Wohlfahrtsverband: Genug der Zuzahlungen ...
Der Abteilungsleiter Soziales beim Deutschen Paritätischen Wohlfahrtsverband, Dr. Joachim Rock, wandte sich gegen die These, dass die Versicherten hierzulande allzu gern einer Vollkasko-Mentalität nachhängen würden. Viele Bereiche, in denen die Patienten bereits heute massive Zuzahlungen leisten würden, bewiesen das Gegenteil. Eine bisher völlig unterschätzte Rolle komme seiner Meinung nach präventiven Bemühungen zu, die helfen sollen, die Patienten von morgen zu vermeiden. Denn es gehe nicht nur um die in diesem Zusammenhang viel zitierte Rückenschule für jedermann und Bürogestresste. Vielmehr müsse man in der Prävention und Gesundheitsvorsorge noch stärker den Setting-Ansatz befolgen. Konkret meint dies, „dass man die Patienten dort abholt, wo sie sich entsprechend ihrer Lebenssituationen wie etwa berufliches Umfeld, Schule oder Kindergarten befinden“, so Rock.
... versus Forderung nach mehr Eigenverantwortung
Im Gegenzug wurde von Dr. Oliver Scheel als Partner der Unternehmensberatung A. T. Kearney ein zu hohes Anspruchsniveau der Versicherten bemängelt. Damit sei die Finanzierung des Gesundheitssystems „in Zukunft nicht mehr zu halten“. Stattdessen propagierte er die weitere Eigenverantwortung der Patienten. Und: „Der zweite Gesundheitsmarkt ist die Chance, den ersten zu stützen“, so Scheel.

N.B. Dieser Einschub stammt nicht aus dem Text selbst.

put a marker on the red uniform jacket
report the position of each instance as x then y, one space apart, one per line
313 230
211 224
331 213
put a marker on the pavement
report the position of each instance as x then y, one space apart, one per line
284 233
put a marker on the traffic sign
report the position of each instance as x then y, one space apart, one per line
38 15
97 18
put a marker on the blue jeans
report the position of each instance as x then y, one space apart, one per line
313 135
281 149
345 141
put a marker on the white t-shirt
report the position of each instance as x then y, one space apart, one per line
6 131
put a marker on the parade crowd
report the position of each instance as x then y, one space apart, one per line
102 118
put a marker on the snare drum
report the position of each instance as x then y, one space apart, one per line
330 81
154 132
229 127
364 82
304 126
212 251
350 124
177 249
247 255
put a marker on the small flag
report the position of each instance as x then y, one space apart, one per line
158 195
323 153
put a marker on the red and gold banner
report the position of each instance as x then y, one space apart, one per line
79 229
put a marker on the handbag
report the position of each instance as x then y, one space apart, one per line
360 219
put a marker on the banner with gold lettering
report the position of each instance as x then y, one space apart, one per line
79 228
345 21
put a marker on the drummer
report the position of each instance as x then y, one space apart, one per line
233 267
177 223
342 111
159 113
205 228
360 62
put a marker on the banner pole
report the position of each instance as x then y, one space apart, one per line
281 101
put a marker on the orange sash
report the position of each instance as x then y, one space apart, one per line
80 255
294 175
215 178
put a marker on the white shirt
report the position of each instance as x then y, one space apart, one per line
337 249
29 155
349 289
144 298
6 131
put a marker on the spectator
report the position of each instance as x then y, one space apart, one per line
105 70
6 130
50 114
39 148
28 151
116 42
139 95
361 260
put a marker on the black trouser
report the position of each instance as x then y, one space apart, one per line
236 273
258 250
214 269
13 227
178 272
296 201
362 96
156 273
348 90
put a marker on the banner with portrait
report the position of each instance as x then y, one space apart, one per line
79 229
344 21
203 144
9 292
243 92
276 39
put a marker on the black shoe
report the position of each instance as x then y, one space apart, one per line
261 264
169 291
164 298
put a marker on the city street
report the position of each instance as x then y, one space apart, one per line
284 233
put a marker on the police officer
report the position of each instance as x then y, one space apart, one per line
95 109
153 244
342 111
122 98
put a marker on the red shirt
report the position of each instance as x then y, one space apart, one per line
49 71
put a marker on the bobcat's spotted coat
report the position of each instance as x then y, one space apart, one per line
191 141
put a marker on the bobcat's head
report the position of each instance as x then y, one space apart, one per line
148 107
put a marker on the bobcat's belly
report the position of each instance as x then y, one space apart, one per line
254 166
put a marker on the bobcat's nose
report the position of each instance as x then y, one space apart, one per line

Bevor man über Rationalisierung und Priorisierung rede, müsse man das Optimale aus jedem Euro, der für Gesundheitsausgaben verwendet wird, herausholen. Da liegen nach Scheels Ansicht vor allem noch viele Potenziale in einer besseren Vernetzung der IT-Strukturen bei den einzelnen Playern im System verborgen.
Info
Signifikanter Branchentreff
Am dreitägigen „Hauptstadtkongress Medizin und Gesundheit“ nahmen laut Veranstalter rund 8 000 Teilnehmer teil, die sich in 180 Einzelveranstaltungen mit rund 600 Referenten über Belange des Gesundheitswesens informierten. Der Kongress vereinte verschiedene Tagungen: den „Managementkongress Krankenhaus Klinik Rehabilitation“, den „Deutschen Pflegekongress“ und das „Deutsche Ärzteforum“. Erstmals mit von der Partie war 2013 das „Apothekerforum“. Durch die Anwesenheit zahlreicher hochrangiger Politiker – wie etwa Gesundheitsminister Daniel Bahr und SPD-Kanzlerkandidat Peer Steinbrück – untermauerte der Kongress seine herausragende Bedeutung.